Recent survey reveals 88% of cryptocurrency exchanges want regulation

02 Aug, 2018
by Richard Allen
Recent survey reveals 88% of cryptocurrency exchanges want regulation

Contrary to what many might think, a recent survey done by crypto-friendly payment company Mistertango has revealed that many cryptocurrency exchanges want regulation. In fact, 88% would like to see the industry regulated.

According to FinExtra, respondents believe that regulation is necessary for the industry to mature, and a third believe that without regulation, a sudden market crash or devaluation is imminent. While regulation is important, it’s just as crucial that exchanges aren’t regulated into oblivion.

Some of the survey’s key findings reveal that, of the 24 exchanges across Europe, Asia, South America and Oceania, 88% want regulation while 40% say that reducing crypto barriers by banks will increase acceptance.

17% believe that the biggest threat to the industry is overly strict regulation, 55% say that crypto users should be subject to Know Your Customer (KYC) and Anti-Money Laundering (AML) practices. 30% revealed that the biggest threat to the market is a major crypto crash.
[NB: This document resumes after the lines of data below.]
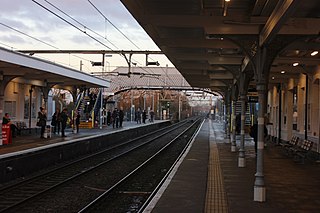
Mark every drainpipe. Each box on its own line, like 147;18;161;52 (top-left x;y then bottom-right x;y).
304;73;309;140
278;84;282;144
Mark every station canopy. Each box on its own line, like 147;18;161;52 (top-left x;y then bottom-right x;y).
121;0;320;95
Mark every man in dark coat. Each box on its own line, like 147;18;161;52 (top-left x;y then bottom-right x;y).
61;109;68;137
119;107;124;128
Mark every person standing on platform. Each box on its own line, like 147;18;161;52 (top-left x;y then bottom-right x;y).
112;108;119;128
136;107;141;124
61;108;68;137
76;112;80;133
2;112;20;138
37;107;47;138
107;109;111;126
249;123;268;154
149;109;154;123
51;109;61;134
119;107;124;128
142;110;147;124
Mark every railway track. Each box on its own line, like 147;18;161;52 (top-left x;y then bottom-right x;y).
0;117;202;212
79;117;200;213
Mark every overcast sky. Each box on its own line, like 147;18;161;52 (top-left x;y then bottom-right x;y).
0;0;170;72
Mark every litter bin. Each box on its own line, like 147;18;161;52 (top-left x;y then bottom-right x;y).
43;125;51;138
2;124;12;144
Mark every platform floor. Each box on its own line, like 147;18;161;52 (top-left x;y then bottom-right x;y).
0;120;160;158
0;120;320;213
145;120;320;213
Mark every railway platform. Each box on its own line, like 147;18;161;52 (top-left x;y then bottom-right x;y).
0;119;320;213
0;120;163;159
145;120;320;213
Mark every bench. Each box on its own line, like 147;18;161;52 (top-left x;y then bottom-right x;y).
16;121;31;134
290;140;313;163
280;136;299;155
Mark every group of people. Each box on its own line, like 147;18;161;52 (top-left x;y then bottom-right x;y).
2;112;21;138
37;107;72;138
107;107;124;128
135;108;154;124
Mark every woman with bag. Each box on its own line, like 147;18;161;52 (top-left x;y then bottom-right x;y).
37;107;47;138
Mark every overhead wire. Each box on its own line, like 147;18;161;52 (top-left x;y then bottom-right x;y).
44;0;118;49
88;0;140;50
32;0;112;50
87;0;160;74
32;0;165;77
0;22;90;64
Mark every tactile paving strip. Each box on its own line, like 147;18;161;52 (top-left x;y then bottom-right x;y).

Mistertango’s Business Manager Gabrielius Bilkštys said, “For cryptocurrencies to move towards the scale and ubiquity possessed by fiat currency, it needs cohesive, considered and comprehensive regulation. Thus, regulation will be a catalyst, not an inhibitor to the crypto market’s development.”

Oleksandr Lutskevych, CEO of CEX.IO, said the industry has taken the opportunity to finally have its say in regulation. He went on to say that, while it is widely believed that crypto-related companies want to avoid regulation, in reality the industry is well aware that regulation will lead to maturity in the market and ensure businesses stay clear from illicit activities.